今週の"ひらめき"視点

国連総会、米の孤立、鮮明に。日米は2国間物品貿易協定(TAG)に向けて協議スタート

5月、米国はイラン核合意から一方的に離脱、対イラン経済制裁を再開、11月には原油を対象とする第2弾の制裁を発動する。こうした中、24日、EUのモゲリーニ外交安全保障上級代表は「イランとの貿易を継続、促進するための特別目的事業体(SPV)を設立する」と発表した。イランとの貿易を合法的に行なえる体制をEU内に整えることで、核合意に関する国際的な枠組みを維持する。イランのザリフ外相も同席した会見で、同氏は「SPVは欧州の企業だけでなく他の国々にも開かれるだろう」と発言、米国と一線を画すEUの姿勢を明確にした。

翌25日、トランプ氏は国連総会で「グローバリズムの拒絶」、「米国第一主義の推進」、「貿易不均衡の是正」を明言するとともに、“歴代大統領より多くの成果を成し遂げた”と自賛した。会場からは失笑も漏れたが、トランプ氏の自国至上主義と国際社会を軽視する姿勢への懸念と反発が目立った。とりわけ、中国、ロシア、中東、欧州との対立が顕在化、仏のマクロン大統領は「我々の価値の普遍性を攻撃するために、国家主権を利用すべきではない。そのような国家主義者に主権の理念を委ねることはない。我々は強者の掟を信じない」と言い切った。

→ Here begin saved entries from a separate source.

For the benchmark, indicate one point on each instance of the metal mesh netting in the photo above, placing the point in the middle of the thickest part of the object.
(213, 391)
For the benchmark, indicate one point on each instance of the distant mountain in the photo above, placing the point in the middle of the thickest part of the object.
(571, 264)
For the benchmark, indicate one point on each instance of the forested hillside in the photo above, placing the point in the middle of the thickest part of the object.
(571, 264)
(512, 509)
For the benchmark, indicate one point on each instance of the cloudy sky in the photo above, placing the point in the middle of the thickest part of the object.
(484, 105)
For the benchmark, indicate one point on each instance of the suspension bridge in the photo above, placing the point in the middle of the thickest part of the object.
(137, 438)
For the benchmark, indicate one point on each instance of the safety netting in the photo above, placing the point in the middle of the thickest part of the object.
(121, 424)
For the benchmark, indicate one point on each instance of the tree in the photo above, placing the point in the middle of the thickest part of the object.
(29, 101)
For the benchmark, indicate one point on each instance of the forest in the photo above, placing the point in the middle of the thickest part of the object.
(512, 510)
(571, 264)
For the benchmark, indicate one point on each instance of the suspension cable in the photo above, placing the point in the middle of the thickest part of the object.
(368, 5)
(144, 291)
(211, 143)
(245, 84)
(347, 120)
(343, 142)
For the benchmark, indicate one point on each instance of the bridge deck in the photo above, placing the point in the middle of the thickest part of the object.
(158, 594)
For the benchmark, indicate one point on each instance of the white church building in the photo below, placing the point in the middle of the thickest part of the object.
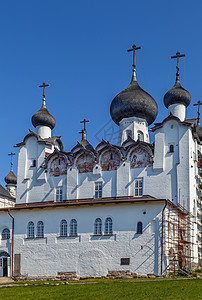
(133, 207)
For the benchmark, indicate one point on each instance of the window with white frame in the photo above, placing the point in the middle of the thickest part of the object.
(98, 226)
(140, 136)
(63, 228)
(138, 187)
(58, 197)
(98, 189)
(139, 227)
(73, 227)
(5, 234)
(108, 226)
(128, 133)
(40, 229)
(30, 230)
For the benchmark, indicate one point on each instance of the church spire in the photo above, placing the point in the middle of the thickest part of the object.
(199, 103)
(178, 55)
(134, 48)
(44, 97)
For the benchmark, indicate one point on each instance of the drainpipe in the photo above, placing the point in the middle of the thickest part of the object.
(162, 237)
(12, 243)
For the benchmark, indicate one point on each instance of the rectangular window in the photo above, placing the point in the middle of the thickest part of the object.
(59, 194)
(98, 189)
(125, 261)
(139, 187)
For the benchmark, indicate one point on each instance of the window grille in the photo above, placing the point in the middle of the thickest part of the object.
(139, 187)
(30, 230)
(59, 194)
(108, 226)
(40, 229)
(98, 189)
(140, 136)
(6, 234)
(63, 228)
(98, 226)
(73, 227)
(129, 133)
(139, 227)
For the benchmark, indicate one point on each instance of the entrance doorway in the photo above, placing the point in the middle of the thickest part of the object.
(4, 264)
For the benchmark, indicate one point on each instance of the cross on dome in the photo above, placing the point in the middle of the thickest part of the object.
(178, 55)
(134, 48)
(44, 86)
(11, 155)
(199, 103)
(84, 124)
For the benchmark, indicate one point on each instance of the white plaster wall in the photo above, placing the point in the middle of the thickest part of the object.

トランプ氏はその前日、対中制裁関税の第3弾を発動、中国からの輸入品2000億ドル分に10%の追加関税を課した。中国も600億ドル分の米国製品を対象に直ちに報復関税でこれに応じた。米中貿易戦争は中国をして「首にナイフを突きつけられている」(王受文商務次官)と言わしめる段階まで来た。今度は日本が矢面に立つ。体裁はTAGである。しかし、交渉の土台とすべきは主権国家としての普遍的な価値そのものである。